Dans ce sens, le FMI a notamment montré dans une étude publiée en Octobre que l’inflation sous-jacente est devenue plus « backward-looking » et que la répercussion des prix mondiaux des matières premières sur l’inflation domestique a augmenté après la pandémie, durera plus longtemps et fera atterrir les taux d’inflation sur des niveaux supérieurs à ceux que l’on a connu dans le passé.

Pourriez-vous nous expliquer comment se protéger contre ce risque inflationniste qui va donc continuer à rester massivement présent dans les prochains trimestres et à moyen terme ?
Afin de se protéger contre l’inflation qui érode la valeur des dettes au cours du temps, les obligations indexées à l’inflation peuvent apporter une protection contre la hausse des prix directement intégrée dans le produit. En effet, contrairement à une obligation classique ou « nominale », le coupon et le prix de remboursement qui seront versés au porteur ne sont pas connus au moment de l’achat car ils sont directement indexés sur un indice de prix à la consommation, c’est-à-dire sur le niveau de l’inflation constatée dans une zone économique sur une période donnée. Ainsi, l’investisseur est garanti d’avoir le même pouvoir d’achat à maturité qu’au moment où il achète l’obligation.

Pourriez-vous nous expliquer en quoi le fonds CM-AM Inflation permet d’atteindre cet objectif ?

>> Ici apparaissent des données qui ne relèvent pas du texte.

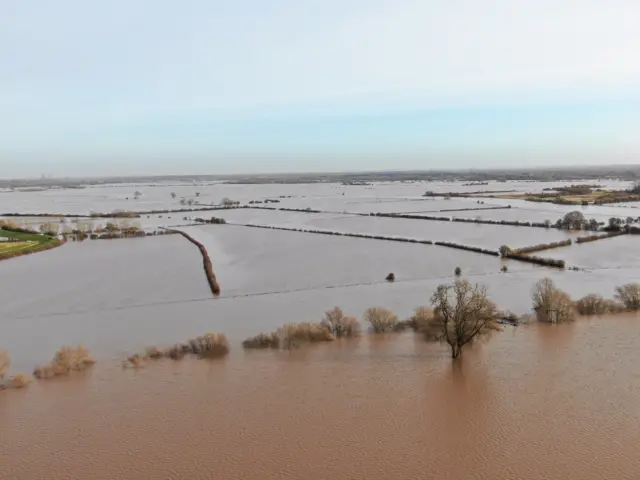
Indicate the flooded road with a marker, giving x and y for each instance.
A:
(535, 402)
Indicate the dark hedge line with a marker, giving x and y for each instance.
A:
(542, 246)
(206, 263)
(593, 238)
(485, 251)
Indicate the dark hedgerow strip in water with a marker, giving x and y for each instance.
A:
(206, 262)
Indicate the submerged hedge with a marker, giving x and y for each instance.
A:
(542, 246)
(593, 238)
(206, 262)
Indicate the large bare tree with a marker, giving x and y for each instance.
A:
(462, 313)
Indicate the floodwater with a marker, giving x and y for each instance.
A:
(534, 402)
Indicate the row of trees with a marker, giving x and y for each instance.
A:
(458, 315)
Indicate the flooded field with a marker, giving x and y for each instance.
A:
(93, 275)
(533, 402)
(488, 236)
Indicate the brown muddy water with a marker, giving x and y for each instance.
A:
(534, 402)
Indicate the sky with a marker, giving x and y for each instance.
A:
(219, 86)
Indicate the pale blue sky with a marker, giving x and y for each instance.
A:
(212, 86)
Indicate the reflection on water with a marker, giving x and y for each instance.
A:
(534, 402)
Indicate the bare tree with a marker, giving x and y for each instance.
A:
(463, 313)
(629, 295)
(551, 304)
(380, 319)
(5, 362)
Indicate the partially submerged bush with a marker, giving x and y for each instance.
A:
(19, 380)
(133, 361)
(66, 360)
(263, 340)
(176, 352)
(154, 353)
(551, 304)
(597, 305)
(210, 345)
(293, 334)
(421, 318)
(380, 319)
(629, 295)
(340, 325)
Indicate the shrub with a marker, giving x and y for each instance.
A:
(380, 319)
(176, 352)
(462, 313)
(66, 360)
(293, 334)
(263, 340)
(134, 361)
(154, 353)
(551, 304)
(340, 325)
(597, 305)
(19, 380)
(209, 345)
(591, 305)
(421, 318)
(629, 295)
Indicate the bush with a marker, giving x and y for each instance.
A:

Le fonds CM-AM Inflation, investi majoritairement en obligations indexées sur l’inflation de la zone euro, permet à la fois de se protéger d’une hausse des taux d’inflation constatés et de profiter de la hausse des anticipations d’inflation tout en prenant une exposition modérée sur les taux (grâce à une sensibilité réduite).

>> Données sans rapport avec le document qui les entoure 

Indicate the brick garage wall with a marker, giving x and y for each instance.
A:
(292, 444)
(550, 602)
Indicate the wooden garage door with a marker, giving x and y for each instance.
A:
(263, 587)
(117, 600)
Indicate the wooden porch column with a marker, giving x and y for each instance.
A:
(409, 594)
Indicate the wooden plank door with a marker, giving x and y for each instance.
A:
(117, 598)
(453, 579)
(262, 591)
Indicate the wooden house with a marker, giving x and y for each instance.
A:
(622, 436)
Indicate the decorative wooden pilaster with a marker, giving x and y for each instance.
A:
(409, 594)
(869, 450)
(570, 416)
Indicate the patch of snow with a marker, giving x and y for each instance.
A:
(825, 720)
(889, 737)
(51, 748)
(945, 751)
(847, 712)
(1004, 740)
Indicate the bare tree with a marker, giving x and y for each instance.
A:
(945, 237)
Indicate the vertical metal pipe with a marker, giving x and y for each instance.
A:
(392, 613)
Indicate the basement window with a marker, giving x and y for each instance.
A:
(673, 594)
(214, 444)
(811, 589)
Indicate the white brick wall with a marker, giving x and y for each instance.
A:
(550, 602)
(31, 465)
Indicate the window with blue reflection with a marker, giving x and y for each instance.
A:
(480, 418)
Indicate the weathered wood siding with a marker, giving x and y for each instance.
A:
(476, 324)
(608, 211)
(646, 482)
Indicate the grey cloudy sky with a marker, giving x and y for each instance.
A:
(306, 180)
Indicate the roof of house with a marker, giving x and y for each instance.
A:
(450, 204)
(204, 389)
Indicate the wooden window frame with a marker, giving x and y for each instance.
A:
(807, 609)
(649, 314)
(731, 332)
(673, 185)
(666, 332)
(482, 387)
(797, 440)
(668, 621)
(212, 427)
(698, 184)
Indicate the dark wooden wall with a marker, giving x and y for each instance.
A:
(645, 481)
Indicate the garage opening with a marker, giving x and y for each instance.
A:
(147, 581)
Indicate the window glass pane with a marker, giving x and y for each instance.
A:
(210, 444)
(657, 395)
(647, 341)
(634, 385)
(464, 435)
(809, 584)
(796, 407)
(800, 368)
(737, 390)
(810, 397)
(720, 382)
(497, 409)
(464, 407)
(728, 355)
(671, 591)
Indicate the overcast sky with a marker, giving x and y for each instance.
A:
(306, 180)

La spécificité de ce fonds lancé en 2012 réside en effet dans son positionnement sur des maturités relativement intermédiaires, comprises entre un et dix ans, sa maturité moyenne étant autour de cinq ans. Nous pensons que dans la configuration de marché actuelle ce positionnement particulier du portefeuille lui permet de tirer parti le mieux possible de la classe d’actif des indexées.

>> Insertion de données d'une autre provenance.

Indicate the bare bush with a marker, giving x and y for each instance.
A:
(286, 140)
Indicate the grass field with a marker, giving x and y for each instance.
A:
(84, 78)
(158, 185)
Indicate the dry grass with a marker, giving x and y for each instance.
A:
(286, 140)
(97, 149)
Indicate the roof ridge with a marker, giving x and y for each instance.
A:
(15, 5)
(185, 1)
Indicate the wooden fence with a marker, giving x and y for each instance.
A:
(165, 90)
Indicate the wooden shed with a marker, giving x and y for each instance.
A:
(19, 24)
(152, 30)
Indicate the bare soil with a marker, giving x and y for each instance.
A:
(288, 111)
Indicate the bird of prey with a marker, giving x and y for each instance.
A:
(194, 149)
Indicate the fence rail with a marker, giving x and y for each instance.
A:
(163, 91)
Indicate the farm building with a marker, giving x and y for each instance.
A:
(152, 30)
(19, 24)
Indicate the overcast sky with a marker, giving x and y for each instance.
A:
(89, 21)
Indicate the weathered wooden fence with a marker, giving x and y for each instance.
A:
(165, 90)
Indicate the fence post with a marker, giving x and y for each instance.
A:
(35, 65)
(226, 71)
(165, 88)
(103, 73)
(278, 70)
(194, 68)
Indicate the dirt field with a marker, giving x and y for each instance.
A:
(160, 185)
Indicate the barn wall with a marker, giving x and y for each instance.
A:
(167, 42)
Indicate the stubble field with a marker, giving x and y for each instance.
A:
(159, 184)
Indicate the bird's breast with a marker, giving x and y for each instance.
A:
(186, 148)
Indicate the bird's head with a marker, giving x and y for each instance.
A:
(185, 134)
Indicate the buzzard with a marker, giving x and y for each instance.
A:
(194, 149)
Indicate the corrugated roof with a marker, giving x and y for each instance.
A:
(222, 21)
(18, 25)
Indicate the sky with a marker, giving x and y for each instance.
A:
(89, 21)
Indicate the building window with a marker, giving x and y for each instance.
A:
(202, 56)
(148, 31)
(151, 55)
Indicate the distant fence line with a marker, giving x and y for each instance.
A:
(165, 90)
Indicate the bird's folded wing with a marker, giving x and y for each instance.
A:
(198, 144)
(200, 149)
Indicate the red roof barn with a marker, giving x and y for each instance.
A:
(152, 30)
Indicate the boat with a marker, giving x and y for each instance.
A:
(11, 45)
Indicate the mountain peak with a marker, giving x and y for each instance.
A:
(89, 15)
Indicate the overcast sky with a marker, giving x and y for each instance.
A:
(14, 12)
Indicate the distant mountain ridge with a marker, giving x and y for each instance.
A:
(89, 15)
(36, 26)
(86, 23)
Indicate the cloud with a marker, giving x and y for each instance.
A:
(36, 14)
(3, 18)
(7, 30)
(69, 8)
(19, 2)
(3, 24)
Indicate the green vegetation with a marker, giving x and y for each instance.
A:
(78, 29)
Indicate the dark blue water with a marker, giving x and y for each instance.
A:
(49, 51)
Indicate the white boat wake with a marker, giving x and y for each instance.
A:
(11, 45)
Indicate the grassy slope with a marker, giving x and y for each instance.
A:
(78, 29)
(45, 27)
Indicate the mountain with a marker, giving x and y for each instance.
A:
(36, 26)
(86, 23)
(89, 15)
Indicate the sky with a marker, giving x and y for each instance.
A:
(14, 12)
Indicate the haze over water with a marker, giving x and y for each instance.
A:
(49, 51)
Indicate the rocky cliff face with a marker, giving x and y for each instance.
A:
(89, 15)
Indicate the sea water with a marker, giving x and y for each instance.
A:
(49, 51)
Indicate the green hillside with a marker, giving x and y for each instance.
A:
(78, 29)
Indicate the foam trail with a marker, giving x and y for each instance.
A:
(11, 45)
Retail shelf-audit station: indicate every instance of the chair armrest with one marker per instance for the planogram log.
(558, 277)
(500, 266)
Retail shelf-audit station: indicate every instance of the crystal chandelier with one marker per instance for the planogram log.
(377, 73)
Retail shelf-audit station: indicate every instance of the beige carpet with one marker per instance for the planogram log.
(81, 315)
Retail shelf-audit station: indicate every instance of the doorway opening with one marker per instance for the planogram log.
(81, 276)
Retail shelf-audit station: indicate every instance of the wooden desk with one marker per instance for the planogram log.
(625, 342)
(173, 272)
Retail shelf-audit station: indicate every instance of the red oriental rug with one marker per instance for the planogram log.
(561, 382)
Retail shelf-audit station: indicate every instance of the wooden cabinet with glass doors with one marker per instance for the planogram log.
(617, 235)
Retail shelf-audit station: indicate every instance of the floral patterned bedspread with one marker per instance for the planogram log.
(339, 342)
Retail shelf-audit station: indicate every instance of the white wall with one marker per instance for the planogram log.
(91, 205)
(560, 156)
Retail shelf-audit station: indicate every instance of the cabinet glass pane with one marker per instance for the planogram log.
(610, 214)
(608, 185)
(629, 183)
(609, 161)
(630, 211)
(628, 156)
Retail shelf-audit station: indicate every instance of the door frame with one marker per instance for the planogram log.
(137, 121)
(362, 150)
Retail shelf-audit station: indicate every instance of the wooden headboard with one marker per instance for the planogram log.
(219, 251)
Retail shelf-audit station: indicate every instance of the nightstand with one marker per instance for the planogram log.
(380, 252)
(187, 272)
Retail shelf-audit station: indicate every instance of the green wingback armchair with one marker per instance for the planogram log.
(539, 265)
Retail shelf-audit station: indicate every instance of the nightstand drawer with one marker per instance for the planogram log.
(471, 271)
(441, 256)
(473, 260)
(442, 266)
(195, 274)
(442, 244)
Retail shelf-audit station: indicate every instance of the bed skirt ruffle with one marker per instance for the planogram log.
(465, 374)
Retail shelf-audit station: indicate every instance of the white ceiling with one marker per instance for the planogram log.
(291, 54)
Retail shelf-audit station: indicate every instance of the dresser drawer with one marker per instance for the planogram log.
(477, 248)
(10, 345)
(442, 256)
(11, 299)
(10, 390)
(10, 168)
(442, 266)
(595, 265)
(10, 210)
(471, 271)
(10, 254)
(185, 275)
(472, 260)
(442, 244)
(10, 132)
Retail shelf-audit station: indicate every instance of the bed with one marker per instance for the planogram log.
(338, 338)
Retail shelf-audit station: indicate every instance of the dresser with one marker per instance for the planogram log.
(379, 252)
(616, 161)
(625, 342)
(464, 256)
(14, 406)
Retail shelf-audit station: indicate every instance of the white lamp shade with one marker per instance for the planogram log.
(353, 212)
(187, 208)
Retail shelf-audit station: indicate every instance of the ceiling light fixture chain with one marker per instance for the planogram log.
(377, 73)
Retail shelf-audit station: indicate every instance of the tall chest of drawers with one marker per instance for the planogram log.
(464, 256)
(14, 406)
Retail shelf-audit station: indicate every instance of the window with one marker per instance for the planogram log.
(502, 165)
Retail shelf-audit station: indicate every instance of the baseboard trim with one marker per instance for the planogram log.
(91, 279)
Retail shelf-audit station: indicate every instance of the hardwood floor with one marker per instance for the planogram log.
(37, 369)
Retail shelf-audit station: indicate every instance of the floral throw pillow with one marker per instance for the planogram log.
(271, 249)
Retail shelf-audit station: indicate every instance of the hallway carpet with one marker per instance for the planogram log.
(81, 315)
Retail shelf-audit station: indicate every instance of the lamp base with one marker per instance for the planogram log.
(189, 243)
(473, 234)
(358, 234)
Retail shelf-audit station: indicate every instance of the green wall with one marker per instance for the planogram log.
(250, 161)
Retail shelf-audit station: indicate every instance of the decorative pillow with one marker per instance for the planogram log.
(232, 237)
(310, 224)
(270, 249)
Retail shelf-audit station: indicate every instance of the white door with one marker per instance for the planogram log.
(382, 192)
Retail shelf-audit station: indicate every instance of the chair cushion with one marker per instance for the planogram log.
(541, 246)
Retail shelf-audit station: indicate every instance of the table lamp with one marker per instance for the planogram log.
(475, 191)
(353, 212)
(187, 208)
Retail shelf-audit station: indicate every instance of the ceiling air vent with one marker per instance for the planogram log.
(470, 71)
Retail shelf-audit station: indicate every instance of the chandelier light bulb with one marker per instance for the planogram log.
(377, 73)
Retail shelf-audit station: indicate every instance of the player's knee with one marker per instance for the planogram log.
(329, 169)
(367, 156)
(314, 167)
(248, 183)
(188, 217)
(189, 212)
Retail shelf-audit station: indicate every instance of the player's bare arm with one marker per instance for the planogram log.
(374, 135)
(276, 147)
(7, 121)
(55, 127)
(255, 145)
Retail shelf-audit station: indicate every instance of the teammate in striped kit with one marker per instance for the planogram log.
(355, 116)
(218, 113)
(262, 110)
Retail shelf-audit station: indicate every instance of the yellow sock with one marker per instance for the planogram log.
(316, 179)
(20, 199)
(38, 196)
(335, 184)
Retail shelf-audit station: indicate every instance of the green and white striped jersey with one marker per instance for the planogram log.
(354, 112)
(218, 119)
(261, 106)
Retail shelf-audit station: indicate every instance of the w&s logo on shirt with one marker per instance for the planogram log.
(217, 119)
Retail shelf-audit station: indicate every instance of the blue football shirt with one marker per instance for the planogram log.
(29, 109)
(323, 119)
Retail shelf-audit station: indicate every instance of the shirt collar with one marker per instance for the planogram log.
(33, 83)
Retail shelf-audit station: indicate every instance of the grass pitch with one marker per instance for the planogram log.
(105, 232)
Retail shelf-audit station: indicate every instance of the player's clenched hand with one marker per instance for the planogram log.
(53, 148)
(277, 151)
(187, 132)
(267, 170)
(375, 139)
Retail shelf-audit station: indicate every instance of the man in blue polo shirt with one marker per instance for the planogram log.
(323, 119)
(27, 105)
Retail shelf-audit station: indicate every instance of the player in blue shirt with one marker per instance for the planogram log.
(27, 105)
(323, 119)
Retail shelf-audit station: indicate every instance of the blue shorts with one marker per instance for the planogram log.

En effet, la hausse des anticipations d’inflation se reflétant sur toutes les maturités, le fonds peut ainsi profiter pleinement de leur hausse tout en prenant une exposition modérée sur le risque de taux qui est particulièrement accru dans l’environnement haussier taux qui se dessine pour les prochains mois. De plus, l’exposition sur les maturités intermédiaires permet au fonds de profiter plus rapidement de la hausse de l’inflation, car plus les maturités sont courtes, plus les indexées inflation réagissent aux chiffres d’inflation publiés et à l’évolution des prix de l’énergie (principalement le prix du pétrole). Parmi les obligations indexées sur l’inflation, il est en effet très important de faire la distinction entre les obligations indexées à long terme et les obligations indexées à court terme. Les formules donnent plus de poids à la composante taux dans les obligations à long terme alors que la composante inflation réalisée est prédominante sur les obligations intermédiaires. Enfin, les obligations indexées sur les maturités 10 ans et au-delà sont beaucoup plus affectés par les discours restrictifs des banques centrales qui cherchent à éviter des décrochages des anticipations d’inflations sur les maturités longues.